Tears forming at the corners of my swollen eyes cause the immediate action of wiping them away.

I was mourning the loss of my father and the near death experience of my older brother, Matthew, in the arms of our heartbroken mother.

My phone rang, wanting to be answered, but unable to be touched, so it stayed unanswered.

The pain of losing half of my once happy family leads to unbearable thoughts of taking what I had now and leaving the world behind, but the strength needed to perform this task is left unfound, keeping me alive. For now.

Jason

Everyday laughter filled the Victorian home of my, always joyful, family that happily counted the days until the end of the holiday season and the start of the New Year.

But not now. The flames of the fireplace invisibly warm the hearts of my entire family as they lay nestled in the confines of their beds and sleep, except me.

I lay wide awake staring intensely at my bare ceiling. The subject of my thoughts being deep, and unbelievably confusing; why am I what I am? My heart fluttered with this thought. Why do I like who I like? My heart pounded roughly with that thought. The thought of being with the man I loved. I shivered as I thought of him, and quietly wondered if he was thinking of me too as I rolled over and closed my eyes for the first time that night.

Allison

'Voicemail', I thought to myself as I closed my phone.

This had been the fourth time I had called Anthony in the last twenty-four hours and every time I got his voicemail. His ridiculously childish voicemail.

'Heyy! You've reached my voicemail! Don't cry though! Just leave a message and I'll call you as soon as I can! Have a super duper day!'

But that was my problem. I wanted to cry every time I heard that voicemail.

That voicemail.

That voice.

How could THAT voice betray me?

That beautiful, harmonious voice.

It was only that one night with him but I felt a connection. A connection that I couldn't explain at all.

But everything had changed. There was only one thing to do. The test couldn't lie, and even if it could.
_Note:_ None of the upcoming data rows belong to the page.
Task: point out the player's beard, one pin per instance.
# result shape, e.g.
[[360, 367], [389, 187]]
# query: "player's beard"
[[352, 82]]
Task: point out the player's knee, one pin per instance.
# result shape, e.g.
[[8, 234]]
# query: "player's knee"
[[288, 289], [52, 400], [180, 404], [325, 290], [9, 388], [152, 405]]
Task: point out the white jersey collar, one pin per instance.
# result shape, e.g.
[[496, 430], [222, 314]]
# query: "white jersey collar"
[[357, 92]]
It couldn't lie over and over. Not the six times I tested it.

Even if he did answer his phone, how would I tell him? What would I do? These were questions that I
asked myself but I didn't know the answers.
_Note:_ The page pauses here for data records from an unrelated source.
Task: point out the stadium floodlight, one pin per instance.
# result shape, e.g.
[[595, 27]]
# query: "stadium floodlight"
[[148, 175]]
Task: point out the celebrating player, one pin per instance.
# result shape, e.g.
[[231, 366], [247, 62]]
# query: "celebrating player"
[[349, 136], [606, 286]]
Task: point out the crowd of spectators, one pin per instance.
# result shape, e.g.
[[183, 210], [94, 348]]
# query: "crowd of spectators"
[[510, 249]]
The lonely phone lay motionless by my bed, silent with no connection to the one it desired to connect to.

I lay quiet, whimpering, with my hand placed gently on my unchanged stomach, caressing his child.

Alana

The blood draining from the self inflicted wounds rushes to the floor with tremendous speed.

Pain for one, pleasure for the other.

The tainted spirit, once bright but now hell-bound, holding the weapon.
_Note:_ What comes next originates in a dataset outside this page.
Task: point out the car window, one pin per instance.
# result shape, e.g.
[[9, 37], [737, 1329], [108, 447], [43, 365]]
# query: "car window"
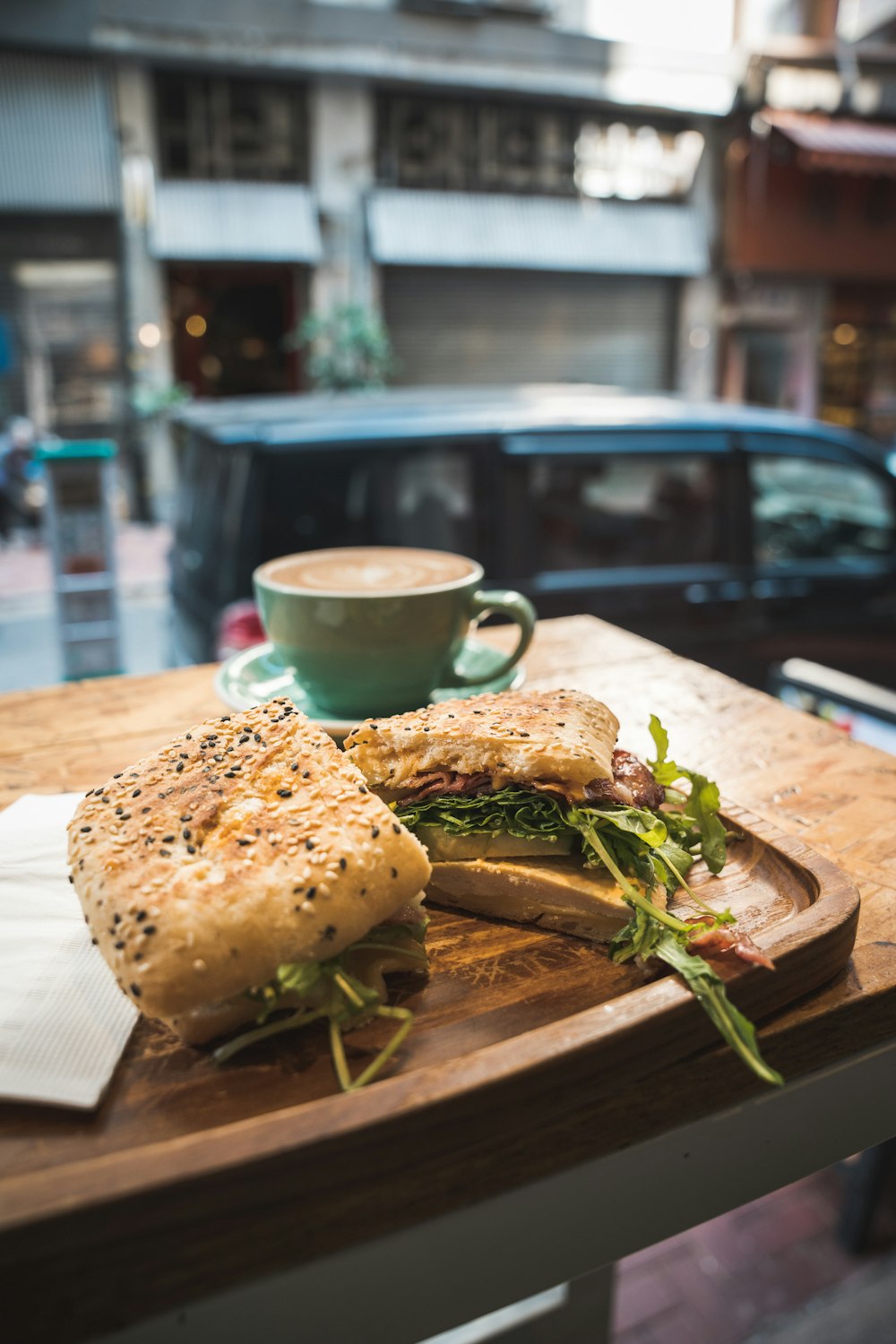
[[390, 497], [805, 508], [611, 511]]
The destruction of life, the destruction of sanity, the destruction of a soul.

Something small can cause so much pain, but with every stroke and every strike of the child's hand, pleasure is made. The scars from my past match the scars on my arms, but the newest now the deepest.

The bruises, darker than usual, cover my arms and legs, covered by the dark loose material now soaked with the warm liquid that runs through my veins.